Comme j’ai déjà mentionné à plusieurs reprises, l’humain aime avoir des « vilains » à détester et combattre. On aime avoir un ennemi ou encore mieux plusieurs ennemis. On semble avoir besoin de se camper dans un camp ou ce que certains nomment le tribalisme.

Dans le monde des hormones, la testostérone et la progestérone entre autres ont en général un beau rôle. On en veut en général plus. Ce sont des amis. L’insuline par contre, c’est un vilain n’est-ce pas? C’est l’hormone qui est responsable de la prise de gras lorsqu’on devient « résistant à l’insuline »? On en voudrait donc le moins possible?

Le rôle principal de l’insuline est de contrôler l’énergie en circulation (avec l’aide du glucagon qui est son contraire) et non d’entrer le sucre à l’intérieur des cellules. C’est l’un des rôles, mais ça ne semble pas son rôle principal.

L’insuline est produite par le pancréas et va avoir le rôle de diminuer le glucagon. Une combinaison d’insuline plus élevée et de glucagon plus bas va venir diminuer la gluconéogenèse (synthèse du glucose) dans le foie, inhiber la lipolyse (dégradation des gras) et la protéolyse (dégradation des muscles).

Ce sont davantage ces éléments qui contrôlent le taux de sucre sanguin que le fait que l’insuline favorise l’entrée du sucre à l’intérieur des cellules puisque la majorité du sucre qui se retrouve dans le sang est produit par le foie contrairement à la croyance populaire pensant que ça vient uniquement ou principalement de l’alimentation.

Si l’on est résistant à l’insuline, l’insuline est moins en mesure de baisser le glucagon et d’inhiber la gluconéogenèse via la lipolyse et protéolyse ce qui fait que le foie va produire plus de glucose.

L’insuline peut faciliter l’entrée du glucose dans les cellules, mais c’est un processus qui se fait également naturellement si le taux de sucre est élevé. Ceci dit, plus l’insuline est élevée, plus ça semble favoriser l’entrée dans les cellules.

C’est bien de noter que le cortisol, la T3, GLP-1, l’adrénaline et la noradrénaline peuvent également venir influencer les niveaux de glucose.

La résistance à l’insuline arrive normalement lorsqu’il y a un surplus d’énergie (glucose et acide gras ensemble) sur une certaine période. D’autres facteurs vont être en jeux comme les niveaux d’inflammations et de stress oxydatifs créant un chaos intracellulaire.

L’inflammation et/ou le stress oxydatif pourraient également provenir d’infections, de toxines, de déséquilibres de la flore intestinale, de hausse du LPS et plus… Le LPS (lipopolysaccharides) et le IL-6 (cytokine inflammatoire) augmentent le GLP-1 et venir créer des symptômes d’hypoglycémie, un sujet pour une prochaine fois.
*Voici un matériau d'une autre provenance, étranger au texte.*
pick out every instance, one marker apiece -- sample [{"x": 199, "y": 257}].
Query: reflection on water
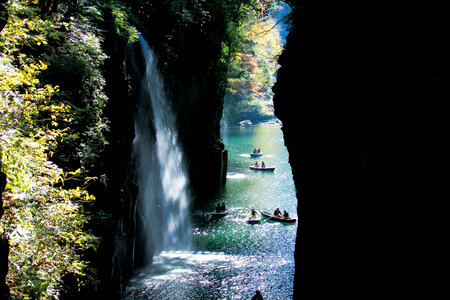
[{"x": 231, "y": 258}]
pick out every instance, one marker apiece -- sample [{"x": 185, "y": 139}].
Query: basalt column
[{"x": 360, "y": 93}]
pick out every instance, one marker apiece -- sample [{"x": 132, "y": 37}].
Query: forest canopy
[
  {"x": 253, "y": 67},
  {"x": 54, "y": 125},
  {"x": 51, "y": 139}
]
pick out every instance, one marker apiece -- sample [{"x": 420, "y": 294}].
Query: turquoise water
[{"x": 230, "y": 258}]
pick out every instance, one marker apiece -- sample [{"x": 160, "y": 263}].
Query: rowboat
[
  {"x": 253, "y": 219},
  {"x": 219, "y": 214},
  {"x": 279, "y": 219},
  {"x": 256, "y": 154},
  {"x": 262, "y": 169}
]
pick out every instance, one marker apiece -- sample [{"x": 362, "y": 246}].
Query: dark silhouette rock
[{"x": 360, "y": 93}]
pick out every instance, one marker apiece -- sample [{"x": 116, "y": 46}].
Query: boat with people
[
  {"x": 219, "y": 214},
  {"x": 262, "y": 168},
  {"x": 277, "y": 218},
  {"x": 255, "y": 154},
  {"x": 253, "y": 217}
]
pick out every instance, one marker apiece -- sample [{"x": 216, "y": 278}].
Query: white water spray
[{"x": 162, "y": 210}]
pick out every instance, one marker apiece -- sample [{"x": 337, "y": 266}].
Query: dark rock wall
[{"x": 360, "y": 93}]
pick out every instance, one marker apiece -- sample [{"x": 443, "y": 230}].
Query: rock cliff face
[
  {"x": 360, "y": 93},
  {"x": 196, "y": 93}
]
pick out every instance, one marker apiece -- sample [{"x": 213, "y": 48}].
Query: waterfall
[{"x": 162, "y": 210}]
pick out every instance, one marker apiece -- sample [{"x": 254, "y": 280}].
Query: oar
[{"x": 267, "y": 218}]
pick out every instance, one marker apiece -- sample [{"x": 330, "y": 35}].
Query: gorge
[{"x": 360, "y": 92}]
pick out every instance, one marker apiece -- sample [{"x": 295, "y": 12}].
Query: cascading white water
[{"x": 162, "y": 209}]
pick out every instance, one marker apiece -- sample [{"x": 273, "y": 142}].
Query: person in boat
[
  {"x": 277, "y": 212},
  {"x": 257, "y": 296}
]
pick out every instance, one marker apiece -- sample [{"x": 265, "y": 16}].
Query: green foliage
[
  {"x": 44, "y": 217},
  {"x": 253, "y": 64}
]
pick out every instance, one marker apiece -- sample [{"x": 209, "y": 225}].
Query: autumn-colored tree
[{"x": 252, "y": 69}]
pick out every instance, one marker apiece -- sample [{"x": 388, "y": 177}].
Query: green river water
[{"x": 230, "y": 258}]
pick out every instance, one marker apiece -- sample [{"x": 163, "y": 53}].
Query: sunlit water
[{"x": 231, "y": 258}]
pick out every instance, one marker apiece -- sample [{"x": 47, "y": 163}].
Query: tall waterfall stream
[
  {"x": 163, "y": 200},
  {"x": 179, "y": 253}
]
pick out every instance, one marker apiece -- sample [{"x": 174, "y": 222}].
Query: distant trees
[{"x": 253, "y": 65}]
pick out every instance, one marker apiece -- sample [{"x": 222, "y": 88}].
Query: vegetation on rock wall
[
  {"x": 252, "y": 69},
  {"x": 52, "y": 137}
]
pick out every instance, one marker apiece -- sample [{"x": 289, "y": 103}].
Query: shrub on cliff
[{"x": 51, "y": 137}]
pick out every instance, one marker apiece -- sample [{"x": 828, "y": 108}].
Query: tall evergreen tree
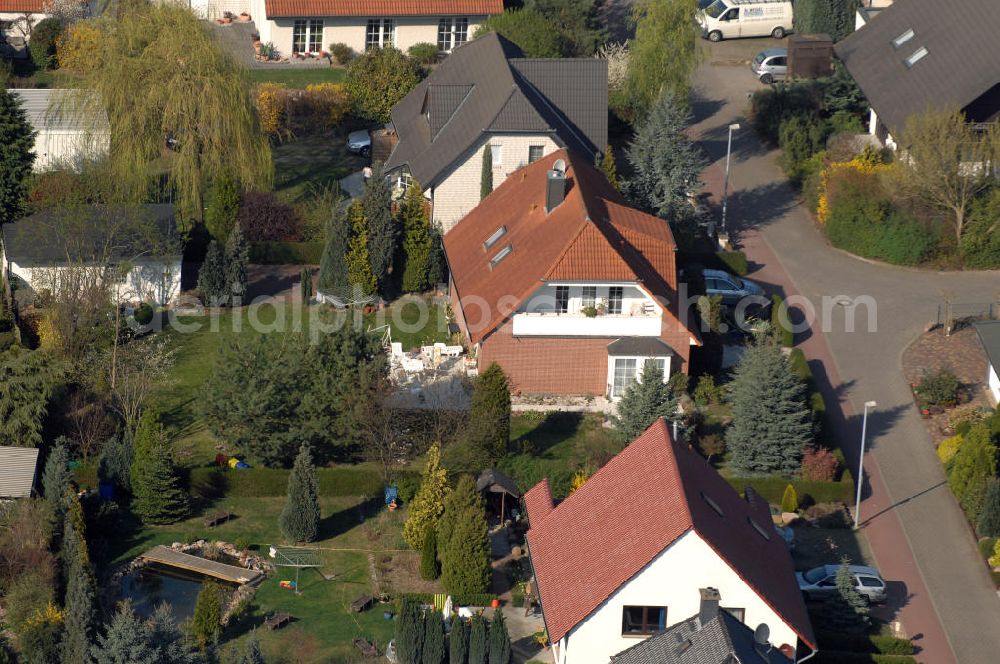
[
  {"x": 488, "y": 432},
  {"x": 499, "y": 639},
  {"x": 771, "y": 422},
  {"x": 300, "y": 518},
  {"x": 359, "y": 269},
  {"x": 416, "y": 241},
  {"x": 458, "y": 642},
  {"x": 428, "y": 505},
  {"x": 156, "y": 488},
  {"x": 644, "y": 402},
  {"x": 486, "y": 178},
  {"x": 212, "y": 276},
  {"x": 16, "y": 157},
  {"x": 479, "y": 645},
  {"x": 433, "y": 651},
  {"x": 237, "y": 261}
]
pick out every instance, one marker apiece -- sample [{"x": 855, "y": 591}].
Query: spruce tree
[
  {"x": 486, "y": 179},
  {"x": 212, "y": 276},
  {"x": 300, "y": 519},
  {"x": 428, "y": 505},
  {"x": 416, "y": 241},
  {"x": 156, "y": 487},
  {"x": 237, "y": 262},
  {"x": 479, "y": 646},
  {"x": 458, "y": 642},
  {"x": 488, "y": 433},
  {"x": 644, "y": 402},
  {"x": 428, "y": 556},
  {"x": 433, "y": 651},
  {"x": 771, "y": 422},
  {"x": 499, "y": 639},
  {"x": 359, "y": 269}
]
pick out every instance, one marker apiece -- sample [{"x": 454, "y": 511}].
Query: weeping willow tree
[{"x": 174, "y": 104}]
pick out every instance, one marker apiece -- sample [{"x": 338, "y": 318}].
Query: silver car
[
  {"x": 821, "y": 581},
  {"x": 770, "y": 65}
]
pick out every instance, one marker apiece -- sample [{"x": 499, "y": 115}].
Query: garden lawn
[{"x": 298, "y": 77}]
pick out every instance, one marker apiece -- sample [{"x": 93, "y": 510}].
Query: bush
[
  {"x": 423, "y": 53},
  {"x": 263, "y": 218},
  {"x": 341, "y": 53}
]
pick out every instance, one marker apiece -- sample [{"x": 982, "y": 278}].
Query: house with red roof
[
  {"x": 556, "y": 279},
  {"x": 627, "y": 554},
  {"x": 310, "y": 26}
]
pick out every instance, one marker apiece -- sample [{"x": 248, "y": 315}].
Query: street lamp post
[
  {"x": 725, "y": 185},
  {"x": 861, "y": 463}
]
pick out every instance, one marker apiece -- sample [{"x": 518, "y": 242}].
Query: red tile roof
[
  {"x": 592, "y": 235},
  {"x": 292, "y": 8},
  {"x": 605, "y": 532}
]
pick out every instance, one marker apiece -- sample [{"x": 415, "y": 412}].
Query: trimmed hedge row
[{"x": 286, "y": 253}]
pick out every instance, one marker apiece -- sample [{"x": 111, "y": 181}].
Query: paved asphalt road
[{"x": 907, "y": 501}]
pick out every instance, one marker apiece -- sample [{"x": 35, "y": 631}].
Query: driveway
[{"x": 943, "y": 595}]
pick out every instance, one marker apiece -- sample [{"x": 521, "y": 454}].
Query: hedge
[
  {"x": 286, "y": 253},
  {"x": 272, "y": 482}
]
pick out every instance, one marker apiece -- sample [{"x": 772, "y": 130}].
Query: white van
[{"x": 727, "y": 19}]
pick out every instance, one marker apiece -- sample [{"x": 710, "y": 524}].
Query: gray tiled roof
[
  {"x": 566, "y": 98},
  {"x": 723, "y": 640},
  {"x": 962, "y": 61}
]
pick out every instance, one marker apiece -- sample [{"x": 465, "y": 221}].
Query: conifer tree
[
  {"x": 644, "y": 402},
  {"x": 479, "y": 646},
  {"x": 212, "y": 276},
  {"x": 499, "y": 639},
  {"x": 771, "y": 423},
  {"x": 488, "y": 433},
  {"x": 428, "y": 505},
  {"x": 158, "y": 497},
  {"x": 359, "y": 269},
  {"x": 486, "y": 179},
  {"x": 237, "y": 261},
  {"x": 300, "y": 518},
  {"x": 458, "y": 642},
  {"x": 416, "y": 241},
  {"x": 433, "y": 651}
]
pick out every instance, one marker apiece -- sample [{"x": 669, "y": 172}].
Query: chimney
[
  {"x": 555, "y": 186},
  {"x": 709, "y": 608}
]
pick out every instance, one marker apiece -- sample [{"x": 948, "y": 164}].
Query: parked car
[
  {"x": 360, "y": 142},
  {"x": 730, "y": 287},
  {"x": 770, "y": 65},
  {"x": 822, "y": 580}
]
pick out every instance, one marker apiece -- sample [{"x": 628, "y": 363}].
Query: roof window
[
  {"x": 711, "y": 503},
  {"x": 903, "y": 38},
  {"x": 916, "y": 56},
  {"x": 502, "y": 254},
  {"x": 493, "y": 239}
]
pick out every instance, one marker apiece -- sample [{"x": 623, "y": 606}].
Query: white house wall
[
  {"x": 673, "y": 580},
  {"x": 458, "y": 193}
]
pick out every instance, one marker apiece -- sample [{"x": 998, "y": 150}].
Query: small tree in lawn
[
  {"x": 428, "y": 505},
  {"x": 486, "y": 178},
  {"x": 644, "y": 402},
  {"x": 458, "y": 642},
  {"x": 479, "y": 646},
  {"x": 499, "y": 639},
  {"x": 488, "y": 432},
  {"x": 433, "y": 651},
  {"x": 300, "y": 519},
  {"x": 771, "y": 423}
]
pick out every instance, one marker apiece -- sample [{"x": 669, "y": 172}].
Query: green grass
[{"x": 298, "y": 77}]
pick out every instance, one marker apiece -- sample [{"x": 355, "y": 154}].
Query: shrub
[
  {"x": 263, "y": 218},
  {"x": 938, "y": 388},
  {"x": 423, "y": 53},
  {"x": 342, "y": 53}
]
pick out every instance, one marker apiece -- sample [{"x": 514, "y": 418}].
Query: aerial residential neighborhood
[{"x": 499, "y": 332}]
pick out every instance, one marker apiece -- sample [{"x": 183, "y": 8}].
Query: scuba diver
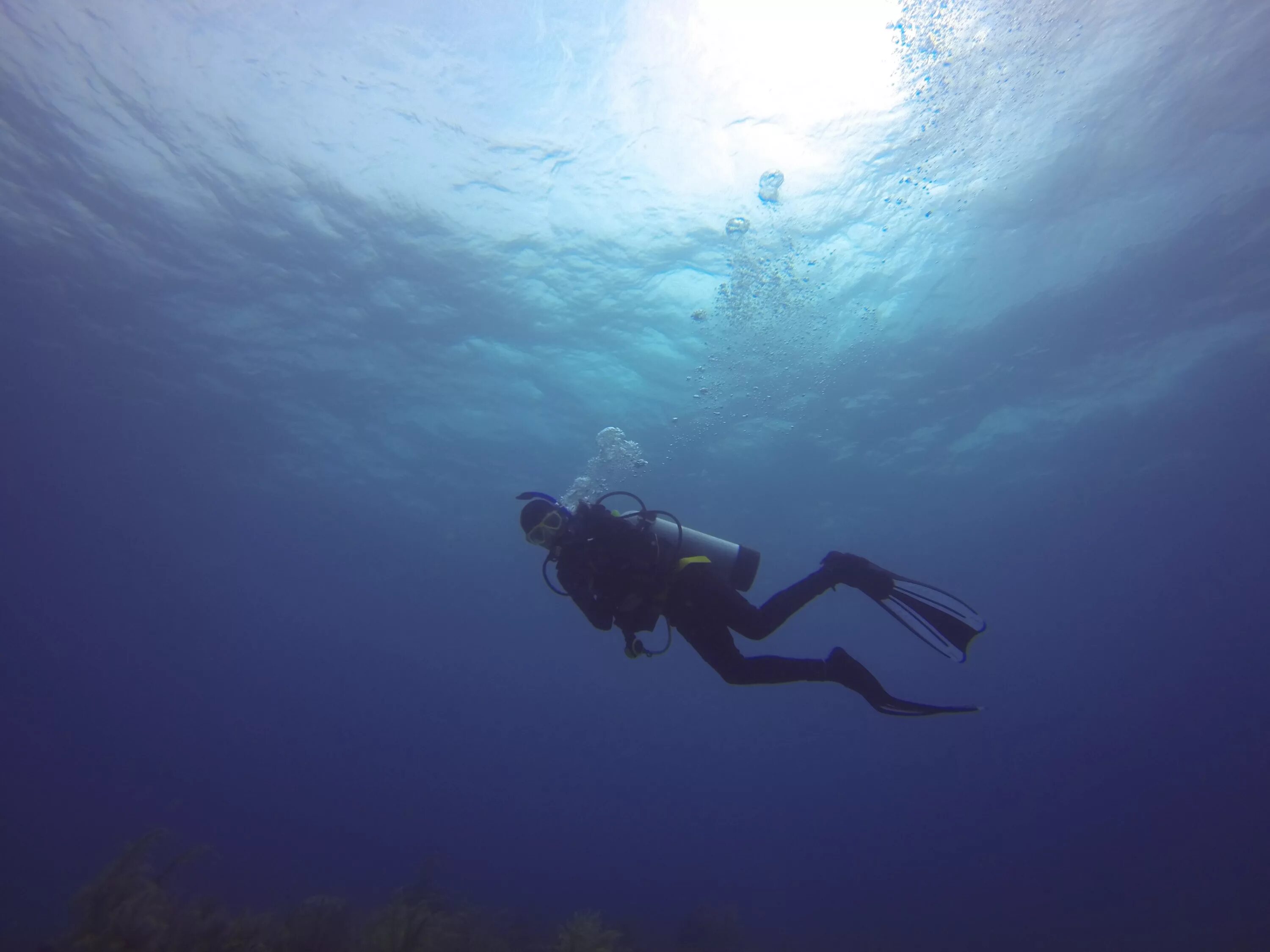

Est-ce que tout ceci pourrait alors vouloir dire que la résistance à l’insuline pourrait être un mécanisme de défense afin de minimiser le chaos cellulaire (inflammation/stress oxydatif)? Est-ce que possible le corps ne fasse pas d’erreur et qu’il veut être résistant à l’insuline?

Sachant tout ça, est-ce possible maintenant que l’insuline ne soit pas un « vilain »?

Il n’y a aucun ennemi parmi nos hormones, tous jouent un rôle important dans l’équilibre de l’ensemble.